Do you ever practice under the guidance of other teachers? I generally go to LA the end of the season and plug into all of my favourite teachers, the old school ones. When I see how radiant they are in their 70s and 80s – and I don’t just mean not having wrinkles, I mean their soul is so shiny – there’s a feeling when you’re around them and the enthusiasm with which they still share the kriyas. There’s a Yogi Bhajan quote I love that reminds me of them: ‘Make yourself so happy so that when other people see you, they become happy too.’

Tell us about your connection with Ibiza? I originally came with Roisin Murphy when I was working for Nellee Hooper and running his record label about 16 years ago. He had a side project called the Dysfunctional Psychedelic Waltons, and Roisin did the vocals to a song called Wonderland. We came over for BBC Radio 1 weekend, and I really felt like I’d come home. By lunchtime I was in feathers and turquoise and dancing on the beach. Ever since then, Ibiza has been a massive part of my life and I just can’t imagine not living here. I feel really blessed to be here.

Where can people practice with you on the island? I have quite a lot of retreats going on – a range of different programs I have developed, all using Kundalini yoga technology and healing to get fast results and strong transformations. The food is really important too. It’s about tuning in and resetting. There’s an option to participate in yoga holidays, to stay here as a bed and breakfast and do one class a day. Then I have classes going on all the time, three a week on my amazing deck on the top of a mountain with the sunset, and during retreats, those classes are also open for people to drop in. I try to share it as much as possible really.

Tell us about one of your most profound yoga experiences? My first ever Kundalini yoga experience felt like I’d come home but my most profound experience was really the first time I did the gong puja, which is an important part of Kundalini yoga. It’s continuously playing a gong and feeling the vibrations for 7.5 hours. The experience is called the Shabad Guru – the sound healer – and after the first all-night gong, I really felt really, really, really, so high. And so connected. Everything that I had experienced to this point energetically in my life, had fused into this one moment of absolute bliss. I saw an opening to myself and the real me, and I had no idea that I was like that.

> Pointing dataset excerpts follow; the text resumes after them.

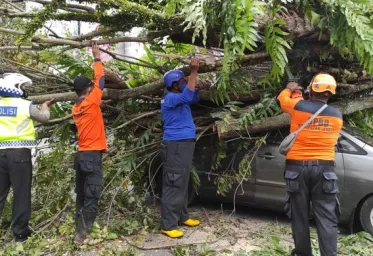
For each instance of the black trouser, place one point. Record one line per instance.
(177, 161)
(316, 182)
(89, 183)
(16, 172)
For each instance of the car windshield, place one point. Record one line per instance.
(359, 134)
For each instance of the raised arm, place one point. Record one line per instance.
(41, 113)
(99, 79)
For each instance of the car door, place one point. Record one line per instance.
(269, 168)
(270, 165)
(205, 157)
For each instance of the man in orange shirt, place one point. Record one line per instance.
(88, 119)
(309, 169)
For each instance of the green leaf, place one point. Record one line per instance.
(112, 236)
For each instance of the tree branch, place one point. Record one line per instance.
(16, 48)
(113, 94)
(73, 6)
(92, 34)
(226, 131)
(55, 41)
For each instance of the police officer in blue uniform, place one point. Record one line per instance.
(177, 148)
(17, 138)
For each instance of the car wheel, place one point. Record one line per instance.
(366, 215)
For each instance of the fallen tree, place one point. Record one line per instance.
(244, 47)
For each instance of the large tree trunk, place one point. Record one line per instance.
(232, 130)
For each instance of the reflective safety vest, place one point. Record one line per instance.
(16, 126)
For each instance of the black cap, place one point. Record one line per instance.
(81, 83)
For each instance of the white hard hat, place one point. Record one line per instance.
(12, 84)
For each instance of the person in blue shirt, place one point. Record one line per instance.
(177, 148)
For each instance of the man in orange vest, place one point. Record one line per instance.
(309, 169)
(88, 119)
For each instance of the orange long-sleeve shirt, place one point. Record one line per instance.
(318, 139)
(87, 115)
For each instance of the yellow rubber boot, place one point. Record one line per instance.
(191, 222)
(173, 233)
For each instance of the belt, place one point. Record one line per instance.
(310, 162)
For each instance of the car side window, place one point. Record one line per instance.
(345, 145)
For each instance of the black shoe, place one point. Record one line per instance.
(22, 238)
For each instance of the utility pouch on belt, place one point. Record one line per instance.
(288, 142)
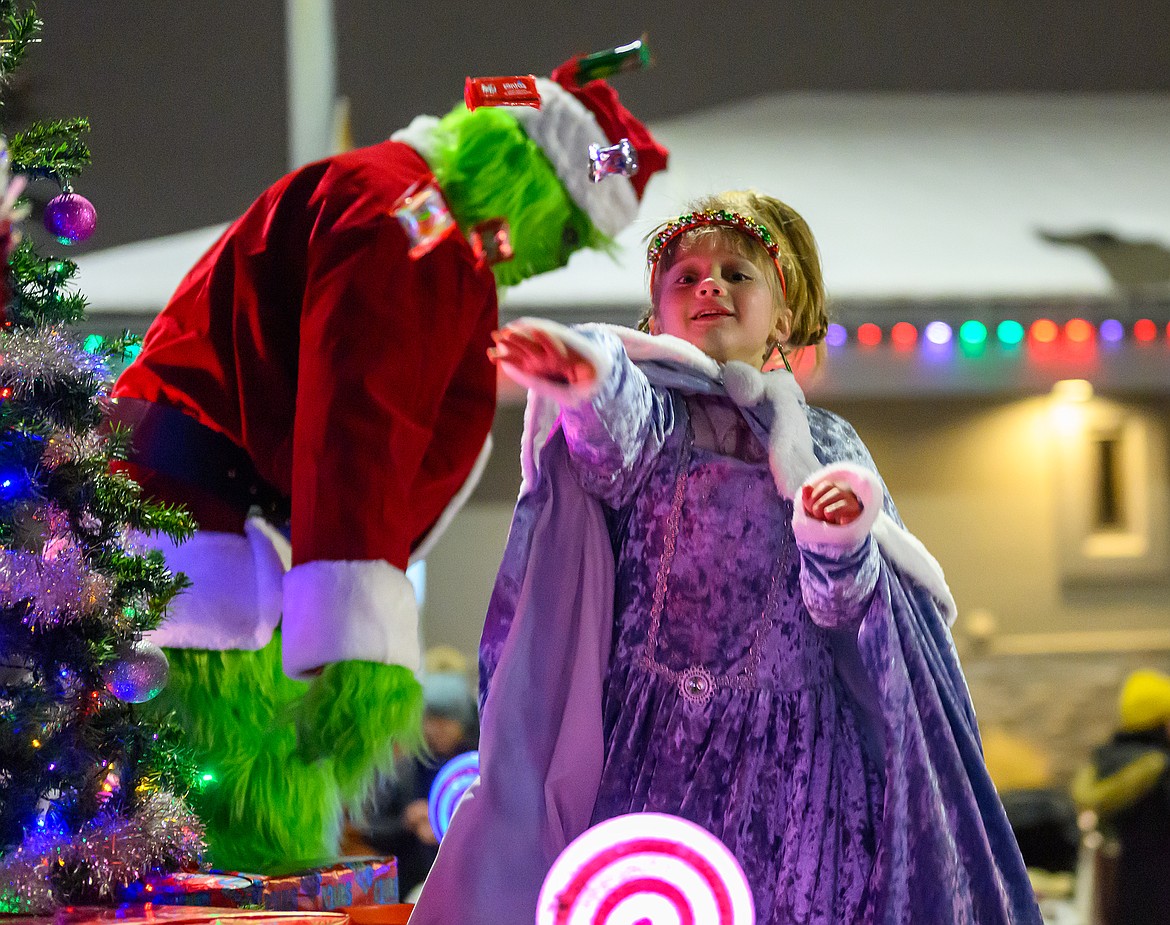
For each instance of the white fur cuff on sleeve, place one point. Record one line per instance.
(868, 489)
(342, 611)
(563, 393)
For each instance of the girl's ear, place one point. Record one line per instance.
(783, 326)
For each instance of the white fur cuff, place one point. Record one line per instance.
(864, 483)
(564, 393)
(349, 611)
(234, 599)
(564, 128)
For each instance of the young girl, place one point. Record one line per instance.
(708, 607)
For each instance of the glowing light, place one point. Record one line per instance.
(1112, 330)
(903, 335)
(938, 332)
(1010, 332)
(869, 335)
(972, 332)
(1079, 331)
(448, 788)
(645, 868)
(1044, 330)
(1073, 389)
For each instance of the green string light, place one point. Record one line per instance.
(972, 332)
(1010, 332)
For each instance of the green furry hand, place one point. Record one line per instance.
(355, 712)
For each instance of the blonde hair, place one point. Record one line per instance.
(798, 256)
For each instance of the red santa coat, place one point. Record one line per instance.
(356, 380)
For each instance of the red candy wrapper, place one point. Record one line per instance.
(353, 882)
(501, 91)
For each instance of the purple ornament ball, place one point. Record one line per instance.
(138, 674)
(70, 218)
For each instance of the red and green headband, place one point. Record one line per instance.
(692, 220)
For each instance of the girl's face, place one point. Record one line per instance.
(721, 302)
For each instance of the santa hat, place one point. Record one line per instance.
(1144, 701)
(569, 121)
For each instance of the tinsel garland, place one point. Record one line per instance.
(54, 589)
(109, 854)
(39, 364)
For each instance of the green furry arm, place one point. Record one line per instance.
(355, 712)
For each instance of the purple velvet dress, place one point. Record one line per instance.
(721, 702)
(635, 655)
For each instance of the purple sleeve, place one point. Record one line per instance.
(614, 436)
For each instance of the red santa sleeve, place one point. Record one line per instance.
(394, 402)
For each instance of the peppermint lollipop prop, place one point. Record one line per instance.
(646, 869)
(448, 788)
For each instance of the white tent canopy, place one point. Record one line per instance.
(916, 197)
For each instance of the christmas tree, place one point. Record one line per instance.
(91, 796)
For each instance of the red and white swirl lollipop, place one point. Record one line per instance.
(646, 869)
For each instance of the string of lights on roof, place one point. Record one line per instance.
(1007, 333)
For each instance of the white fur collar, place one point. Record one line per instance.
(790, 446)
(790, 450)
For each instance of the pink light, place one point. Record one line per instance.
(645, 867)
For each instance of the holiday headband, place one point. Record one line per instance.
(692, 220)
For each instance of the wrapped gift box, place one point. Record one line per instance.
(153, 915)
(348, 883)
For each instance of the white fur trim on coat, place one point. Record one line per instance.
(234, 601)
(454, 505)
(790, 446)
(564, 129)
(865, 484)
(908, 553)
(349, 611)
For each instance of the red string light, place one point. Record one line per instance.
(1044, 330)
(869, 335)
(1079, 331)
(903, 335)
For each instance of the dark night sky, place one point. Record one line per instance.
(187, 99)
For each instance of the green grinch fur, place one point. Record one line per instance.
(269, 803)
(286, 758)
(488, 168)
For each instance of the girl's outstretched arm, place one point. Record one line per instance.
(839, 560)
(614, 421)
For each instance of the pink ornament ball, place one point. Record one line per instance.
(70, 218)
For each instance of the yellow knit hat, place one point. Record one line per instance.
(1144, 701)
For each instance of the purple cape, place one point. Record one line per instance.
(945, 853)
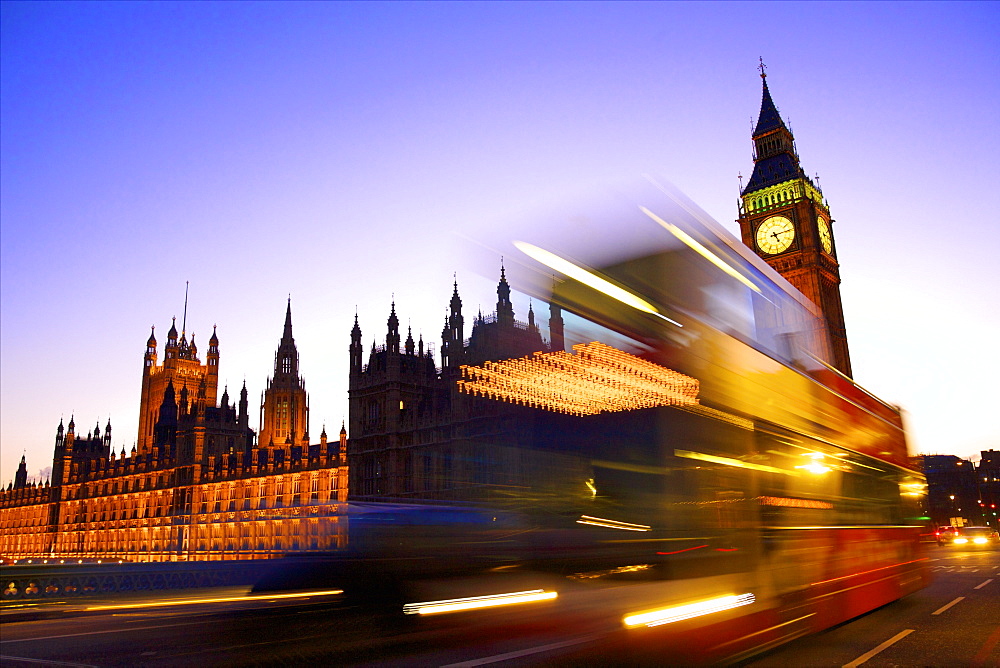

How do you stay grounded and connected with your philosophy as yoga becomes more and more commercialised? It can’t be a bad thing. I don’t think there are any bad people who are teaching yoga – you don’t start teaching yoga because you want to make a fortune or rip people off, the intentions are good. And I think that everybody should do yoga and I think that everybody should do Kundalini yoga! I think the more people that do yoga, the better the world is going to be. The happier we’re going to be en masse, just by raising the vibration, person by person, we can change the world. I really believe that.

What do you find most rewarding about teaching? When I see people really experience true happiness.

What do you find most challenging? The ego. We resist so much because the ego holds us trapped. I am seeing my own ego constantly – I have to think, is that coming from my ego or my soul. I am always endeavouring to stay in the soul, and that’s challenging because the ego wants all that glitters. It’s all through grace that were here in the first place, and remaining graceful is the real work.